I don’t want to spend my life crunching numbers, looking at stock portfolios, and peering through microscopes. None of that interests me. Hand me a book on quantum physics and I fall asleep. The only good that comes from giving me books like that to read is the money I save on unfilled Ambien prescriptions. I will never be, nor do I want to be, a scientist or economist, I accept this fact completely. I don’t feel ashamed by my lack of interest. I don’t feel this is something I should feign interest in. I have other interests and talents; I focus on those and am very happy. That’s what we all do. We avoid the things we aren’t so great at, and often have little interest in, and focus on what does interest us and where our talents lie. If we were lucky we also had parents who encouraged, supported and cheered us on in pursuing those interests.
Why should any of this be different for our Autistic children? I don’t want Emma to try to be someone she isn’t. I want Emma to be the very best Emma that she can be. Which means I need to support her interests and help her find the best way to communicate. Verbal language is tough for her, typing seems to help her access a part of her mind, that verbal language cannot, so we are doing all we can to support her typing. How she communicates is not as important as that she be able to. She loves to perform and sing loudly, so we have a variety of microphones and an amp that she can use to hone her singing skills. She loves her books, so in between reading her favorite Miss Spider book, I am teaching her about arachnids, what they eat, how long they live, how many legs they have and how they spin webs. Spiders are actually kind of fascinating. Even though Emma loves the Miss Spider books because one of them includes an electrical storm (lesson plan coming on that topic soon!) and Miss Spider has a great many big emotions, which Emma likes to act out, complete with wringing her hands and pretend tears and cries of anguish, there are a great many topics I can piggy back on, to teach her about things like – the weather, electrical storms, any and all big emotions, pretend and real, etc.

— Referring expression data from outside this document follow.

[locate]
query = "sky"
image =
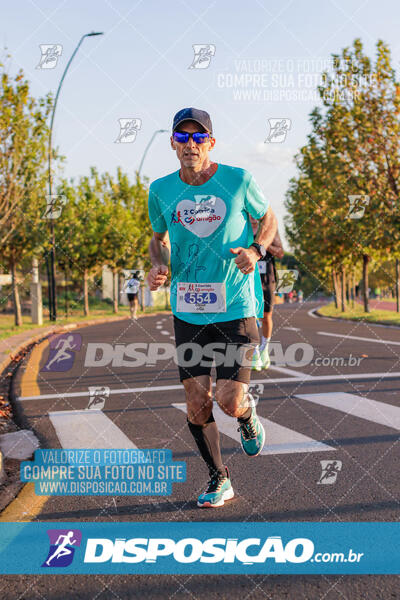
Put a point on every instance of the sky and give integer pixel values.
(261, 63)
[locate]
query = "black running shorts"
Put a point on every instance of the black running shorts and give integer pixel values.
(269, 295)
(230, 343)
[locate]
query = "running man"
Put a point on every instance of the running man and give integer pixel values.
(132, 290)
(62, 549)
(267, 270)
(62, 347)
(215, 299)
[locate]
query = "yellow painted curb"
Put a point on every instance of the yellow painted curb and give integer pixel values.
(25, 507)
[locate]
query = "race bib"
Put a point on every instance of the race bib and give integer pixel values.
(201, 297)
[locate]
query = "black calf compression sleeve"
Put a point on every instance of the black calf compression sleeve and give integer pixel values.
(207, 440)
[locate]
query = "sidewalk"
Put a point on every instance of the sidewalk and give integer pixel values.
(377, 304)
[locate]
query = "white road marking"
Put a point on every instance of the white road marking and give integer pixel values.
(88, 429)
(358, 406)
(279, 439)
(286, 371)
(355, 337)
(163, 388)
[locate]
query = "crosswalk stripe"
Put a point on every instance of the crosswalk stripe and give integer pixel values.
(357, 406)
(362, 339)
(88, 429)
(279, 439)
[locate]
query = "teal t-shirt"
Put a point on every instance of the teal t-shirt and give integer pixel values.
(204, 222)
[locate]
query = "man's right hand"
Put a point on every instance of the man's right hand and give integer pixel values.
(157, 277)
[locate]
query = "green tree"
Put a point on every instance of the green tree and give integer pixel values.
(23, 154)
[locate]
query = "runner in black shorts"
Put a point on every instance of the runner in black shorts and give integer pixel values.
(200, 219)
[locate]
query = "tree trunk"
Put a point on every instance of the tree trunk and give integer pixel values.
(335, 288)
(366, 260)
(85, 292)
(15, 292)
(348, 285)
(343, 285)
(66, 292)
(115, 291)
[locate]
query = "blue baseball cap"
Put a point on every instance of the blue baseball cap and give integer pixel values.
(193, 114)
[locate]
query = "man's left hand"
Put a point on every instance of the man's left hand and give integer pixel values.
(246, 259)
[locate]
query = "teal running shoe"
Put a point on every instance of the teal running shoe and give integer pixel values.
(265, 359)
(218, 490)
(252, 434)
(256, 363)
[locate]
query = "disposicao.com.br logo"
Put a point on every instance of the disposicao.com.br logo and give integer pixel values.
(247, 551)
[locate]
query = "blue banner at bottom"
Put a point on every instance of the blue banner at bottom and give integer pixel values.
(205, 548)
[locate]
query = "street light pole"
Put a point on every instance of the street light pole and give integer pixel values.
(51, 259)
(148, 146)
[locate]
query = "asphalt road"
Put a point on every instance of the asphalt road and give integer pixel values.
(342, 405)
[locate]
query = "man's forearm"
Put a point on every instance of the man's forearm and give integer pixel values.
(159, 250)
(267, 228)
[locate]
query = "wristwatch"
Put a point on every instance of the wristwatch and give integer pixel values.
(260, 249)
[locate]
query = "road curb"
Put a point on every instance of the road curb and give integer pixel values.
(50, 331)
(316, 314)
(2, 470)
(40, 337)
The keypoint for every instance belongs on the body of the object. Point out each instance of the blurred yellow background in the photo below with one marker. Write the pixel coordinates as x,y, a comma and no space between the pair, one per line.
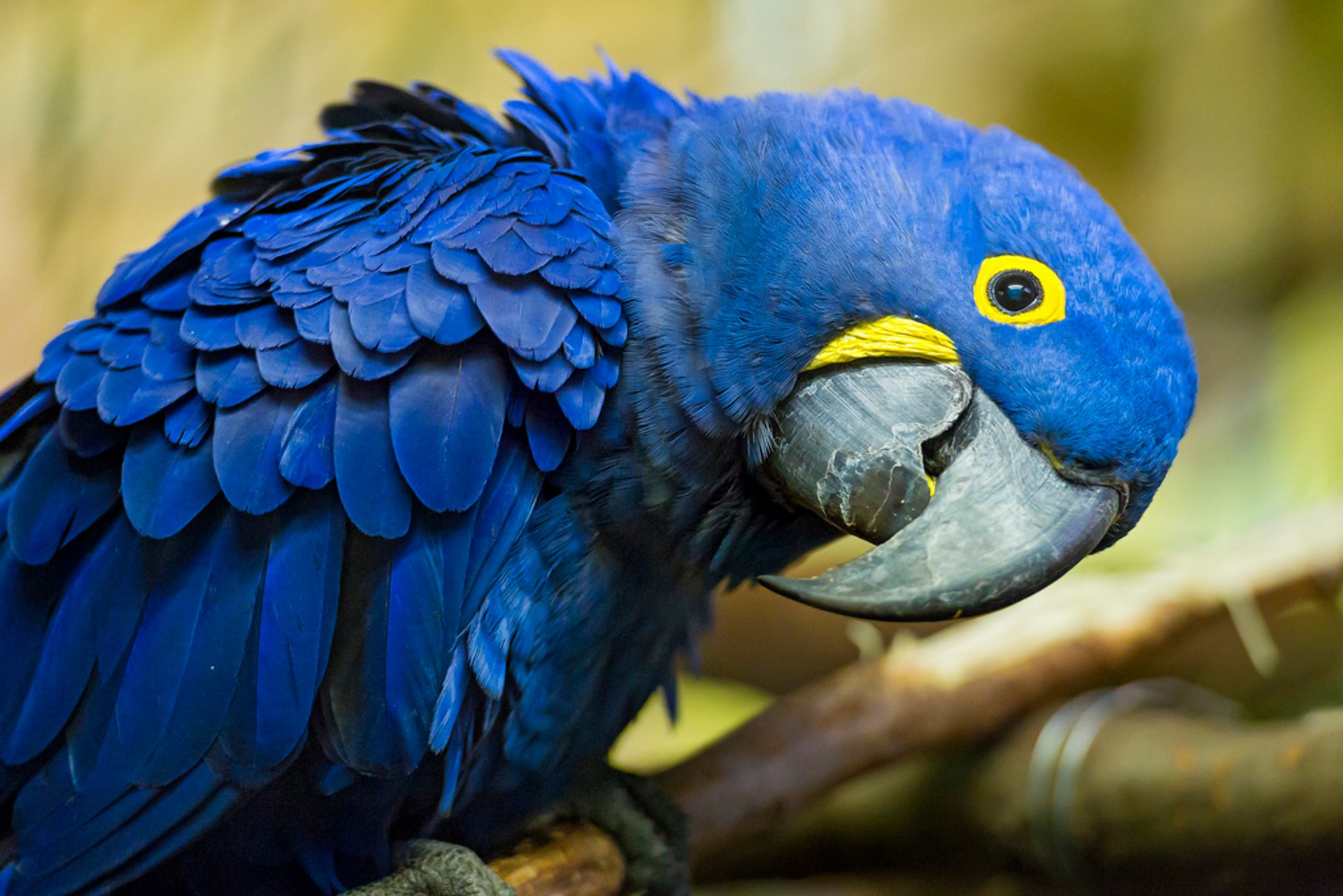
1216,128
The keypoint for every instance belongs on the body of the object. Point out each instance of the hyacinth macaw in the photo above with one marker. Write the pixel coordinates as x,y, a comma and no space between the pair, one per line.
388,484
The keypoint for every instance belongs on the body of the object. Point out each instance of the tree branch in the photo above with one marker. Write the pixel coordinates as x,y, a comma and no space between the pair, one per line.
974,677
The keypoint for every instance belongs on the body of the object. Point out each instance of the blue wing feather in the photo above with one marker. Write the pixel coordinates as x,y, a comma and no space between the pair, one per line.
446,421
248,446
453,285
371,487
166,485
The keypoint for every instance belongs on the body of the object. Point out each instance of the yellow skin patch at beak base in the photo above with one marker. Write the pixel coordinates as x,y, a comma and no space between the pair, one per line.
887,338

I want to encourage her to explore all of these things and more. Last night she wanted to watch a really bad movie that she’d seen her brother Nic watching about a two-headed shark who attacks a group of teenagers. And despite my misgivings about the content (and just awful quality of the movie in general… The acting is phenomenally bad, the shark is the best thing in the movie) it was age appropriate and I figured I could turn it off if it got too gory and awful. There was a great deal of emoting and blood curdling screams, which Emma thought hilarious. She kept saying, “Watch out, the shark is going to come and eat you! Oh no! He’s going to bite your arm off!” Then she pretended to bite me. Bad movie, great time was had by all AND I now have another lesson plan I intend to create regarding sharks!
Be the very best YOU, you can be. Now that’s the kind of acceptance I can get behind!